Welcome to Eureka Street

back to site


Elimination of violence against women

  • 24 November 2022
Every year the International Day for the Elimination of Violence against Women is celebrated on 25 November. This year it is particularly significant because it follows shortly after the release of the National Plan to End Violence against Women and Children. The Plan goes beyond exhortation and good intentions to propose a ten year project to eliminate violence against women in a generation. The plan will be followed by two detailed five-year action plans, backed up by set targets and reviews. Crucially, it enjoys the support of Federal and State Governments.  Of course, as has been the case with the commitment to close the gap between Indigenous and other Australians, large initial hopes may be disappointed. The implementation of plans is always the most difficult challenge.  

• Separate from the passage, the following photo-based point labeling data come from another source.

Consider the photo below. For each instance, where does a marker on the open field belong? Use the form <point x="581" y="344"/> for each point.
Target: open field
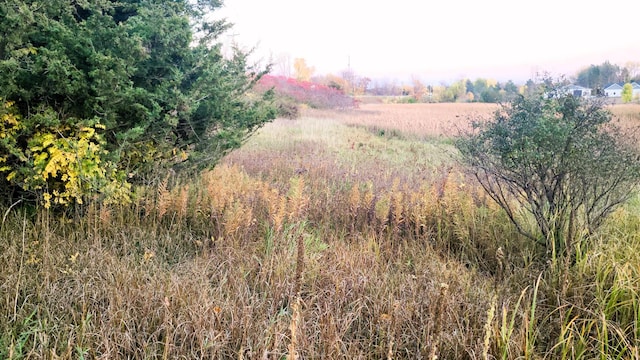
<point x="341" y="235"/>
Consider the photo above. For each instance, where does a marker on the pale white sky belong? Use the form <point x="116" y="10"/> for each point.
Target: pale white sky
<point x="439" y="40"/>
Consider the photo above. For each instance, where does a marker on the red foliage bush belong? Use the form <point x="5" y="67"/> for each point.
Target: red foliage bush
<point x="304" y="92"/>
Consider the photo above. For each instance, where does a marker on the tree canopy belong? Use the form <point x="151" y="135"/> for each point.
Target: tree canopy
<point x="100" y="93"/>
<point x="558" y="157"/>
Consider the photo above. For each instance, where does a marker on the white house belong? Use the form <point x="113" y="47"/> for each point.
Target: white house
<point x="576" y="91"/>
<point x="613" y="90"/>
<point x="636" y="89"/>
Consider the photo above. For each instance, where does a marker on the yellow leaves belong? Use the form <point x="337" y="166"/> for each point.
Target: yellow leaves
<point x="69" y="164"/>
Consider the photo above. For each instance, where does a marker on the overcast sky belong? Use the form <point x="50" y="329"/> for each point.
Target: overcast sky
<point x="439" y="40"/>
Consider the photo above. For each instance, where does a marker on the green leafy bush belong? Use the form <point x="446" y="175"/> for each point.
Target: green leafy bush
<point x="99" y="94"/>
<point x="558" y="157"/>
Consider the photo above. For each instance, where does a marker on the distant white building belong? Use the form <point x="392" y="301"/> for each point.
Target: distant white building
<point x="615" y="90"/>
<point x="576" y="91"/>
<point x="636" y="89"/>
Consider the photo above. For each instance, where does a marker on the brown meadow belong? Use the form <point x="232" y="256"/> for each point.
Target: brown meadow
<point x="341" y="235"/>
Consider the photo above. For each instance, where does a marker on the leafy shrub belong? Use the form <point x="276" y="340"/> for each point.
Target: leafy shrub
<point x="92" y="91"/>
<point x="559" y="157"/>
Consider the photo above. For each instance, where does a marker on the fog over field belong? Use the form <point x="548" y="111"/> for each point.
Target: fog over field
<point x="437" y="41"/>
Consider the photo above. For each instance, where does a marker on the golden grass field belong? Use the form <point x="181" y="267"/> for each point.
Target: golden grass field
<point x="339" y="235"/>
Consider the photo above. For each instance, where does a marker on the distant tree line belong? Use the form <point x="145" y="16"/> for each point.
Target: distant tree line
<point x="598" y="77"/>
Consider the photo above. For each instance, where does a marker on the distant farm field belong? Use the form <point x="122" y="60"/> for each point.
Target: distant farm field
<point x="339" y="235"/>
<point x="422" y="120"/>
<point x="437" y="120"/>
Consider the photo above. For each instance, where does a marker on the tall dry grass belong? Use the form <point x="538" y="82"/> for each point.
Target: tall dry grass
<point x="305" y="244"/>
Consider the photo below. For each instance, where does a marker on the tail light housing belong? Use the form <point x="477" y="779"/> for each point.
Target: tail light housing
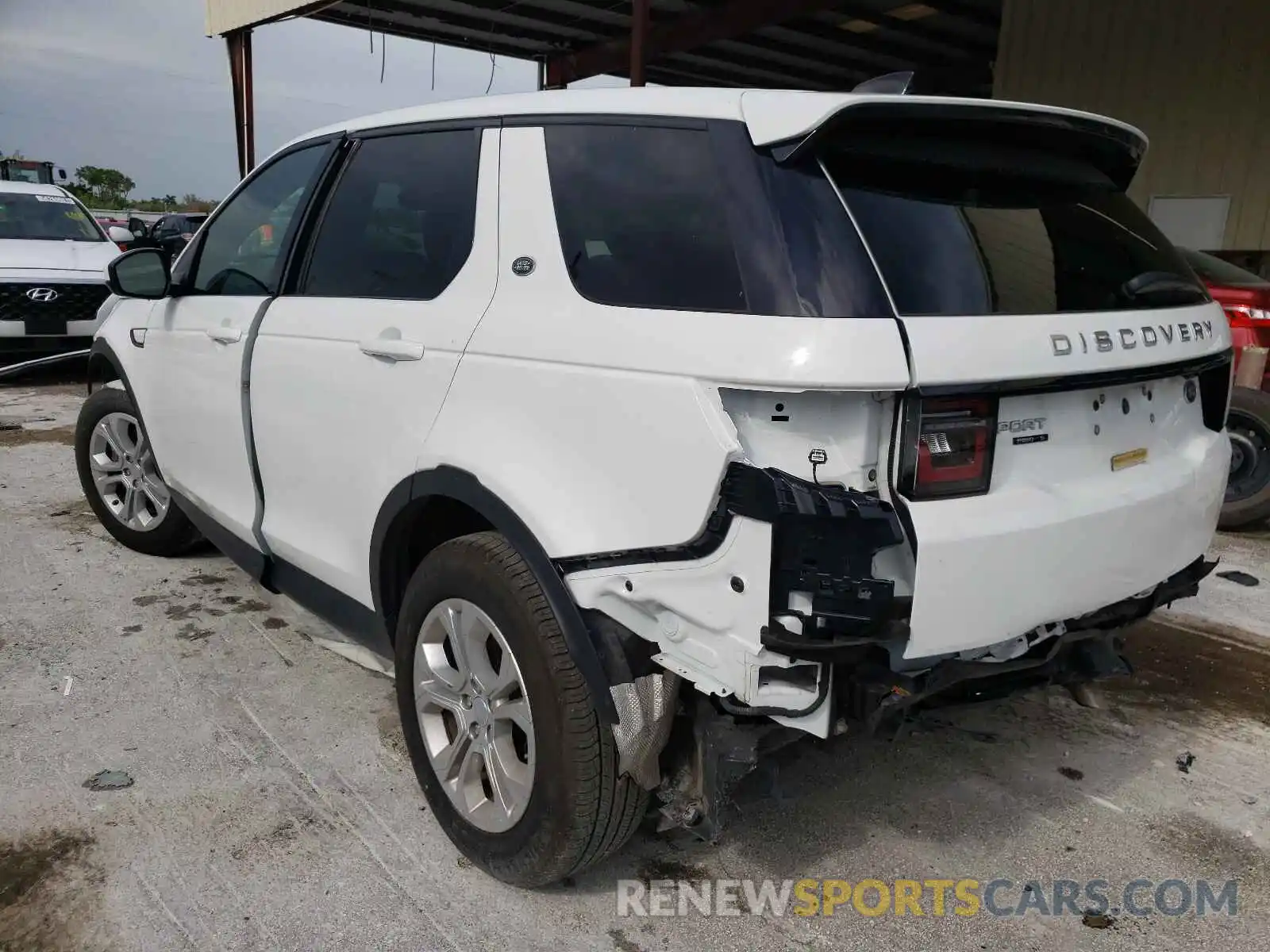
<point x="949" y="443"/>
<point x="1245" y="317"/>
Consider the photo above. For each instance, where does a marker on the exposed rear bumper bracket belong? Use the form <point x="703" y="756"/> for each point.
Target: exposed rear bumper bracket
<point x="1087" y="651"/>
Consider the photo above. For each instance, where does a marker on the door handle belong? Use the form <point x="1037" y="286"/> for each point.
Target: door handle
<point x="393" y="348"/>
<point x="225" y="336"/>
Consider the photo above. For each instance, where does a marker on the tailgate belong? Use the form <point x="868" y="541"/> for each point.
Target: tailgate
<point x="1100" y="489"/>
<point x="1062" y="444"/>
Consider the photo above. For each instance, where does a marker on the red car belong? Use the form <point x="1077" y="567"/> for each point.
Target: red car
<point x="1246" y="300"/>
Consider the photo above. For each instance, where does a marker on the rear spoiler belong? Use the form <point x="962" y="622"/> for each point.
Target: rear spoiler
<point x="1114" y="149"/>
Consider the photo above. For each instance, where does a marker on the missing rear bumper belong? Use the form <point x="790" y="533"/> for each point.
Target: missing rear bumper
<point x="1087" y="651"/>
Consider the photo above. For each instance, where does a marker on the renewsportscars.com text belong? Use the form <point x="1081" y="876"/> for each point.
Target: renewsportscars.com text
<point x="931" y="898"/>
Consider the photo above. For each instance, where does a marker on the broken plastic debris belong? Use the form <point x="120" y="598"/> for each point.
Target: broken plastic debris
<point x="108" y="780"/>
<point x="1241" y="578"/>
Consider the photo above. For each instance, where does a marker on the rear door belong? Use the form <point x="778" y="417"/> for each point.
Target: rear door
<point x="349" y="370"/>
<point x="1060" y="448"/>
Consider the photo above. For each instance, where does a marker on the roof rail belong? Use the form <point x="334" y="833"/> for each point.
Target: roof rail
<point x="891" y="83"/>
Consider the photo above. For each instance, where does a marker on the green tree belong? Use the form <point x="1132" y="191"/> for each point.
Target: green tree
<point x="107" y="188"/>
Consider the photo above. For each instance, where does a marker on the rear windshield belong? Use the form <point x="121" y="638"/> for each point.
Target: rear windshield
<point x="962" y="228"/>
<point x="1213" y="270"/>
<point x="37" y="217"/>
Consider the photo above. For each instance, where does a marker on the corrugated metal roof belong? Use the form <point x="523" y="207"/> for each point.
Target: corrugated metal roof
<point x="829" y="44"/>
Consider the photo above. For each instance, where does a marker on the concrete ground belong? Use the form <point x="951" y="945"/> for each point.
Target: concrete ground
<point x="273" y="806"/>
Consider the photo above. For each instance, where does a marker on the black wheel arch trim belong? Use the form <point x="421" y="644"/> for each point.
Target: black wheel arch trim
<point x="463" y="486"/>
<point x="101" y="352"/>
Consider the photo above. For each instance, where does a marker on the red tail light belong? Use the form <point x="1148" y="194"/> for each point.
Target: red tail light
<point x="948" y="447"/>
<point x="1245" y="317"/>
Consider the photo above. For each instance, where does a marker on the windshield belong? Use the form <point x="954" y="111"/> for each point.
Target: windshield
<point x="971" y="228"/>
<point x="44" y="219"/>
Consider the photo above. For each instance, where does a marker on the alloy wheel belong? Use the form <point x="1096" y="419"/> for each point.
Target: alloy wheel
<point x="1250" y="456"/>
<point x="474" y="715"/>
<point x="125" y="473"/>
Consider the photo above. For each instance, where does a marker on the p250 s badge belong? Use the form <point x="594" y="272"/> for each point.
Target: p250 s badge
<point x="1029" y="429"/>
<point x="1130" y="338"/>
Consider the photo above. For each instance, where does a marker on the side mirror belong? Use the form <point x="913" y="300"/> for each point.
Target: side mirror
<point x="143" y="272"/>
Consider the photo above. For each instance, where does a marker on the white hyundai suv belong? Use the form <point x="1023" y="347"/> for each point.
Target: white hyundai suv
<point x="654" y="428"/>
<point x="52" y="270"/>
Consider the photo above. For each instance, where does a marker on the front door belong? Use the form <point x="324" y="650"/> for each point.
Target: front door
<point x="349" y="371"/>
<point x="198" y="340"/>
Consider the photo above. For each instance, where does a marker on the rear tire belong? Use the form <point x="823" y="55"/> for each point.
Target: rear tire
<point x="1248" y="494"/>
<point x="145" y="527"/>
<point x="578" y="809"/>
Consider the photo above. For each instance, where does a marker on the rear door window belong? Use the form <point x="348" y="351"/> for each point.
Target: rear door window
<point x="965" y="228"/>
<point x="643" y="217"/>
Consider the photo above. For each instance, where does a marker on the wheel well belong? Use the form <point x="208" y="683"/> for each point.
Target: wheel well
<point x="101" y="370"/>
<point x="417" y="530"/>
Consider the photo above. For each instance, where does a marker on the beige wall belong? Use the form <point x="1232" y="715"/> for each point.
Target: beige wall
<point x="224" y="16"/>
<point x="1194" y="75"/>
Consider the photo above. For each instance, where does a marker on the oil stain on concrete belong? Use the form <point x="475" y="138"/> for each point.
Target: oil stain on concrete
<point x="48" y="892"/>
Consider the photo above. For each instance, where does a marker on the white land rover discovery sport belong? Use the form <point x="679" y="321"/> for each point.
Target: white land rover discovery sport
<point x="654" y="428"/>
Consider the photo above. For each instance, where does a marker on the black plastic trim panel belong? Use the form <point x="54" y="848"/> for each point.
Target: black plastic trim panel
<point x="460" y="486"/>
<point x="346" y="613"/>
<point x="243" y="554"/>
<point x="1085" y="381"/>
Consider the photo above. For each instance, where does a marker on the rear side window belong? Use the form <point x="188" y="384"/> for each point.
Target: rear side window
<point x="960" y="228"/>
<point x="402" y="219"/>
<point x="643" y="217"/>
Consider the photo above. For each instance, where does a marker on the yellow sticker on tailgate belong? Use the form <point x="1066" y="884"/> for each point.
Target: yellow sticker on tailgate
<point x="1132" y="457"/>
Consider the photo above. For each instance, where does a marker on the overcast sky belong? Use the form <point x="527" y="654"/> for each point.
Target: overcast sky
<point x="135" y="86"/>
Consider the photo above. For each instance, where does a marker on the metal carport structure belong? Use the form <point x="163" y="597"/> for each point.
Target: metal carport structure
<point x="772" y="44"/>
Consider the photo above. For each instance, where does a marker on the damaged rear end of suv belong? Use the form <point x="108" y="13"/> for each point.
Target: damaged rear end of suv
<point x="1045" y="469"/>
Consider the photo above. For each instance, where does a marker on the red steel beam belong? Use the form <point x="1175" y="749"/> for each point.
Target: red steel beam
<point x="239" y="48"/>
<point x="677" y="36"/>
<point x="639" y="38"/>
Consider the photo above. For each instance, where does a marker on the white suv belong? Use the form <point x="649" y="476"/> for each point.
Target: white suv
<point x="654" y="428"/>
<point x="52" y="270"/>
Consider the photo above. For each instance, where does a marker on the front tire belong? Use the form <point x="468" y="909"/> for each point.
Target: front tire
<point x="487" y="692"/>
<point x="1248" y="494"/>
<point x="121" y="479"/>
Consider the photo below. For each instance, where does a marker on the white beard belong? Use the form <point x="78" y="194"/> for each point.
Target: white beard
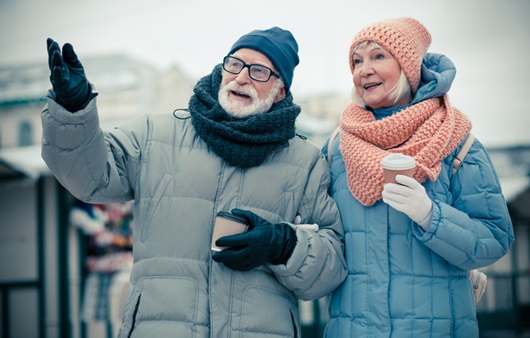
<point x="240" y="109"/>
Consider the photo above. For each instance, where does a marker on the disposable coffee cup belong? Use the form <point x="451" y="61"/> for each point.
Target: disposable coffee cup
<point x="397" y="164"/>
<point x="227" y="224"/>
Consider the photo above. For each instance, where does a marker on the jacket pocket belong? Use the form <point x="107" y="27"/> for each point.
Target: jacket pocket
<point x="153" y="205"/>
<point x="278" y="319"/>
<point x="129" y="313"/>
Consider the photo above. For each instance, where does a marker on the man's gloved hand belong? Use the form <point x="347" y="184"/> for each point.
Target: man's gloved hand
<point x="409" y="197"/>
<point x="68" y="78"/>
<point x="263" y="243"/>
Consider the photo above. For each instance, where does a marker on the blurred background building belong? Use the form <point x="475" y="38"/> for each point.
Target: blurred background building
<point x="44" y="280"/>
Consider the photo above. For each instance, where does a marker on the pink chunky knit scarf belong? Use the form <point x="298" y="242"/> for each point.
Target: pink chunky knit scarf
<point x="427" y="131"/>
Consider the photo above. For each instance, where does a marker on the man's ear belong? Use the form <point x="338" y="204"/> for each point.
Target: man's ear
<point x="282" y="93"/>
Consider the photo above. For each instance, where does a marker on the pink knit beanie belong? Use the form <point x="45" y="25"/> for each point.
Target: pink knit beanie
<point x="405" y="38"/>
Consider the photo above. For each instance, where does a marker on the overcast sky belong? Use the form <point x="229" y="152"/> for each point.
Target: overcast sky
<point x="488" y="40"/>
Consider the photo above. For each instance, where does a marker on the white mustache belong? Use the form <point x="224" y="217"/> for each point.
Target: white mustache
<point x="246" y="89"/>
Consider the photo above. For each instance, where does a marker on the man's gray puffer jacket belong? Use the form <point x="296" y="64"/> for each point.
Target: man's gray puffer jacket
<point x="176" y="289"/>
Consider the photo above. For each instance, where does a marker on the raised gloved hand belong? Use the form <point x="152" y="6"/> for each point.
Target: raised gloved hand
<point x="409" y="197"/>
<point x="68" y="79"/>
<point x="263" y="243"/>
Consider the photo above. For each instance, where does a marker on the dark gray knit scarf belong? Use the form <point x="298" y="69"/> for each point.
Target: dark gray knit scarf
<point x="243" y="143"/>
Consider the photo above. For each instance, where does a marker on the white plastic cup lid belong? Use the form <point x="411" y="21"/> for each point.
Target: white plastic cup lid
<point x="398" y="161"/>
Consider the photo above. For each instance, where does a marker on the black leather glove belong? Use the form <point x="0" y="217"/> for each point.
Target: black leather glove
<point x="264" y="242"/>
<point x="68" y="79"/>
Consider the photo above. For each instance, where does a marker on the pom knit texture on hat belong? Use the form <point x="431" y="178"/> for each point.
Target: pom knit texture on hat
<point x="427" y="131"/>
<point x="405" y="38"/>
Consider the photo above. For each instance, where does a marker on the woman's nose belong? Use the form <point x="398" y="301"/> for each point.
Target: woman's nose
<point x="366" y="68"/>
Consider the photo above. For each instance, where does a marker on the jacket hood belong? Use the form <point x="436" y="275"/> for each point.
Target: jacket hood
<point x="437" y="75"/>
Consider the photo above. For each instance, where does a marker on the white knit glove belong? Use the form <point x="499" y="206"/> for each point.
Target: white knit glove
<point x="409" y="197"/>
<point x="479" y="281"/>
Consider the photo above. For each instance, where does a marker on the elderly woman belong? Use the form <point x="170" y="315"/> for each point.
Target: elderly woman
<point x="410" y="245"/>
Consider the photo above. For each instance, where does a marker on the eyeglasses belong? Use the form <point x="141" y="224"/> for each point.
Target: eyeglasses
<point x="256" y="72"/>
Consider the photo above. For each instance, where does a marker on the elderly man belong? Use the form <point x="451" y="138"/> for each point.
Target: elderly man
<point x="234" y="150"/>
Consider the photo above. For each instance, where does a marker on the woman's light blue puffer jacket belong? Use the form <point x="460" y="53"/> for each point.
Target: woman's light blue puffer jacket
<point x="404" y="281"/>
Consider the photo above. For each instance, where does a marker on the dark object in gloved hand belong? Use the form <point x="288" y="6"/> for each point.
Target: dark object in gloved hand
<point x="264" y="242"/>
<point x="71" y="87"/>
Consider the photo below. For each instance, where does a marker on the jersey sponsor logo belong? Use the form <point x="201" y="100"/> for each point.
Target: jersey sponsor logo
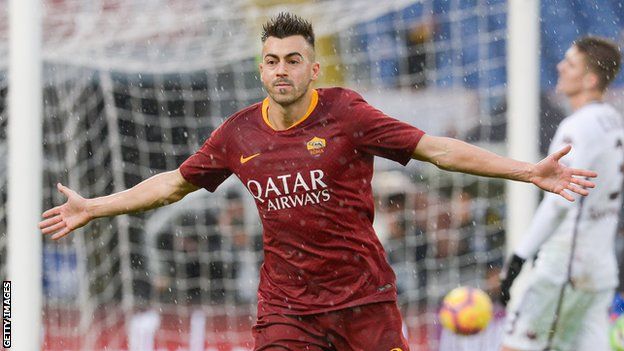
<point x="290" y="190"/>
<point x="248" y="158"/>
<point x="316" y="145"/>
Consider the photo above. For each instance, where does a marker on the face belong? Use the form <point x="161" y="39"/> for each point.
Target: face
<point x="287" y="69"/>
<point x="574" y="76"/>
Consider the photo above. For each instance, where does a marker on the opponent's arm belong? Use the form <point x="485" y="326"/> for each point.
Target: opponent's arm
<point x="549" y="174"/>
<point x="159" y="190"/>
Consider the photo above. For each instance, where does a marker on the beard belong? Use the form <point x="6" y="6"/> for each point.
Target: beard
<point x="286" y="96"/>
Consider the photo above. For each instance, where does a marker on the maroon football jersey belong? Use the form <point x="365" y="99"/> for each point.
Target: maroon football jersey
<point x="312" y="187"/>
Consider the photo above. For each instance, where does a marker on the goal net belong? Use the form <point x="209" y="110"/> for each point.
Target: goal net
<point x="133" y="87"/>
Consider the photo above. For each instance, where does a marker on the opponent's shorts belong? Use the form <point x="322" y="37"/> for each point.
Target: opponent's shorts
<point x="583" y="323"/>
<point x="375" y="326"/>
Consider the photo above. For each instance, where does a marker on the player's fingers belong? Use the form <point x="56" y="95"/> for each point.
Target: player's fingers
<point x="583" y="173"/>
<point x="583" y="182"/>
<point x="559" y="154"/>
<point x="51" y="212"/>
<point x="577" y="189"/>
<point x="566" y="195"/>
<point x="50" y="221"/>
<point x="63" y="189"/>
<point x="61" y="234"/>
<point x="53" y="228"/>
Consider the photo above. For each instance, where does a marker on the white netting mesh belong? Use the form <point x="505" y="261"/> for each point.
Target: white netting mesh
<point x="132" y="88"/>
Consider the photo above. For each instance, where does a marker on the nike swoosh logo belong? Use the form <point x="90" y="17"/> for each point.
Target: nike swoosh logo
<point x="245" y="159"/>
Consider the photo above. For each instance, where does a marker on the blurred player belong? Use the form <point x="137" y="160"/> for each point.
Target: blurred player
<point x="565" y="306"/>
<point x="306" y="156"/>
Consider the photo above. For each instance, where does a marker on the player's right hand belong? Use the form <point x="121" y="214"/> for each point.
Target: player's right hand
<point x="510" y="272"/>
<point x="62" y="220"/>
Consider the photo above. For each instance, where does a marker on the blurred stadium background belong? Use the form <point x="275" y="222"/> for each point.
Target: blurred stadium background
<point x="132" y="88"/>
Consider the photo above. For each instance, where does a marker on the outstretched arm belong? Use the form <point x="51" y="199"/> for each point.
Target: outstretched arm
<point x="549" y="174"/>
<point x="159" y="190"/>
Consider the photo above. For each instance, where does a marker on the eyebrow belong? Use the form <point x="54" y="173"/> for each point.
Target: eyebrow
<point x="295" y="53"/>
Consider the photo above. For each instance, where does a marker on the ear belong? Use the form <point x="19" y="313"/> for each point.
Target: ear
<point x="590" y="81"/>
<point x="316" y="69"/>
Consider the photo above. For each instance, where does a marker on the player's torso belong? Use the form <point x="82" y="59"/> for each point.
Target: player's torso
<point x="594" y="264"/>
<point x="300" y="170"/>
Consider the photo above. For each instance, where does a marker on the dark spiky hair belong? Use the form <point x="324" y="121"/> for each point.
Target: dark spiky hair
<point x="602" y="57"/>
<point x="286" y="24"/>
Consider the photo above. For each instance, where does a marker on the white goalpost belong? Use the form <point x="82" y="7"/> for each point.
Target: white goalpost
<point x="25" y="173"/>
<point x="523" y="110"/>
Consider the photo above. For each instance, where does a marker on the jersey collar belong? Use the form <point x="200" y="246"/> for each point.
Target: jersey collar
<point x="265" y="111"/>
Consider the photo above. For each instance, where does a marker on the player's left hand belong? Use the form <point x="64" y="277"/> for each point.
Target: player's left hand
<point x="551" y="175"/>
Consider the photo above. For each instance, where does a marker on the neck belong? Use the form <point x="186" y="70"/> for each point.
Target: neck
<point x="579" y="100"/>
<point x="283" y="117"/>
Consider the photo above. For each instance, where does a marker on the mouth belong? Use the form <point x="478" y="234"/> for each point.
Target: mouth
<point x="282" y="85"/>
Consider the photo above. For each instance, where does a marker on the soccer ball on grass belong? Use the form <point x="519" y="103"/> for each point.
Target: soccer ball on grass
<point x="466" y="310"/>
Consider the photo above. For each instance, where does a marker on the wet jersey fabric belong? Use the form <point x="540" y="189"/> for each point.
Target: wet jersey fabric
<point x="312" y="187"/>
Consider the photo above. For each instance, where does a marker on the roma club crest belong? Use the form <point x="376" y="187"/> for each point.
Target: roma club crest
<point x="316" y="145"/>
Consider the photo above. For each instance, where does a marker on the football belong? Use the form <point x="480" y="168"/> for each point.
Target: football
<point x="616" y="334"/>
<point x="466" y="310"/>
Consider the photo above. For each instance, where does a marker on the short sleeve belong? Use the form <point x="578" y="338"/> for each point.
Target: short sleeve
<point x="373" y="132"/>
<point x="582" y="154"/>
<point x="208" y="167"/>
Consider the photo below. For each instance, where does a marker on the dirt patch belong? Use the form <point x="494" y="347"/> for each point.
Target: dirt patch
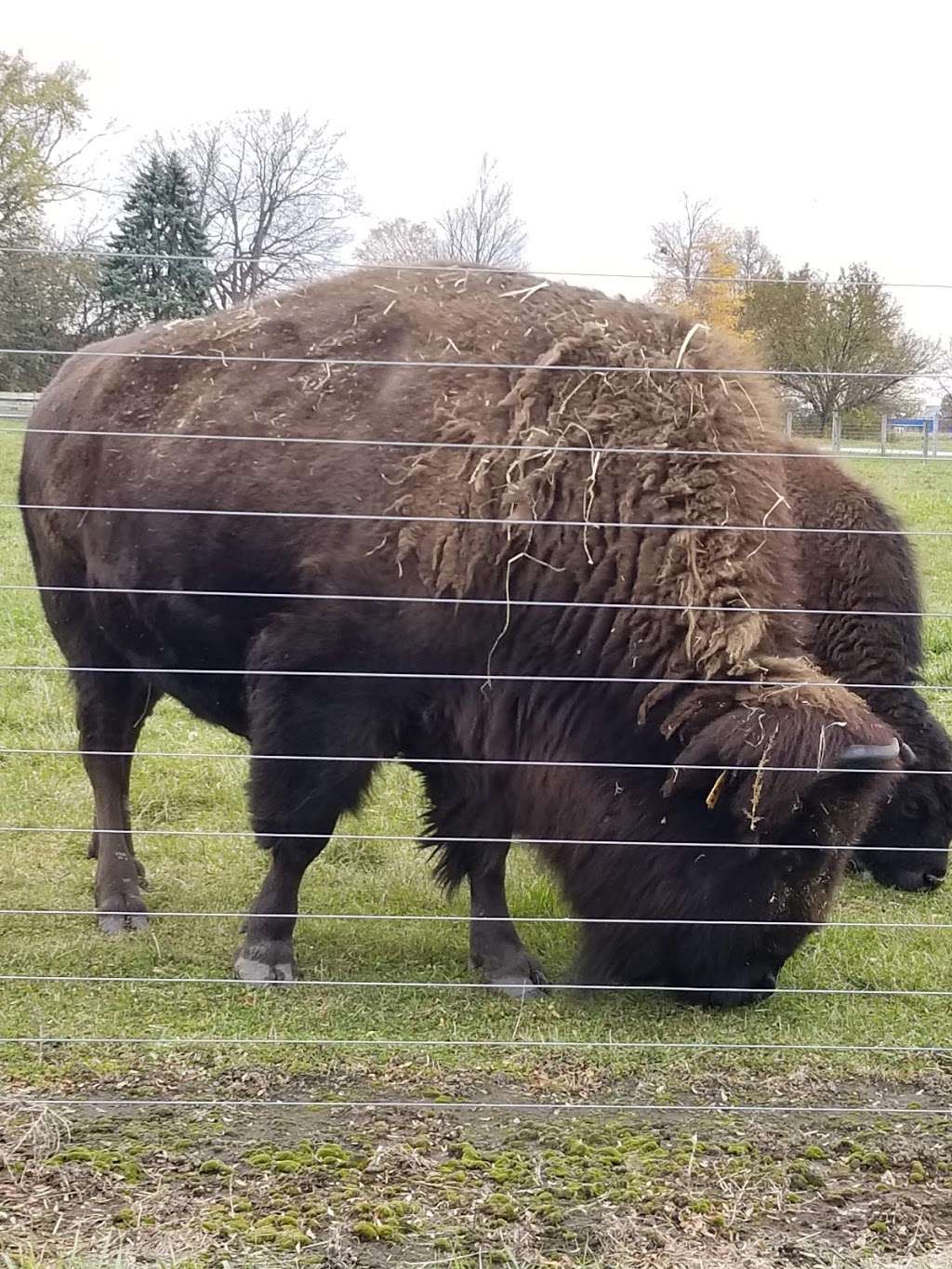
<point x="341" y="1186"/>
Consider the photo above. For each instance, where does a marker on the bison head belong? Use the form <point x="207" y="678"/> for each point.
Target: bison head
<point x="913" y="829"/>
<point x="907" y="844"/>
<point x="716" y="919"/>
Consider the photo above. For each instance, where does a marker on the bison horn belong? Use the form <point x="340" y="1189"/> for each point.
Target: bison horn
<point x="868" y="757"/>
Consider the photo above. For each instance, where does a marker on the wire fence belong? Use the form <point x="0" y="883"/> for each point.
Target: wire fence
<point x="396" y="448"/>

The National Plan itself is impressive in its seriousness and focus. It identifies a national scandal and names it uncompromisingly. Its focus is on persons who have been wronged, on the violence which they have suffered and on its lasting effects on their health and confidence. It asserts that domestic violence is overwhelmingly suffered by women and children, and is overwhelmingly inflicted by men. The extent of violence is illustrated by the claim that one in three women have suffered from physical violence after they are fifteen years old, and that one in five have experienced sexual violence.

This focus on the persons who have suffered violence shapes the goal of the National Plan. Its intent is to spare people intolerable pain and abuse by eliminating violence. This focus on persons draws it beyond identifying, exploring and apportioning blame. It also names what must change if persons are not to suffer, states how it can be changed, establishes processes of evaluation, and sets dates by which change must take place.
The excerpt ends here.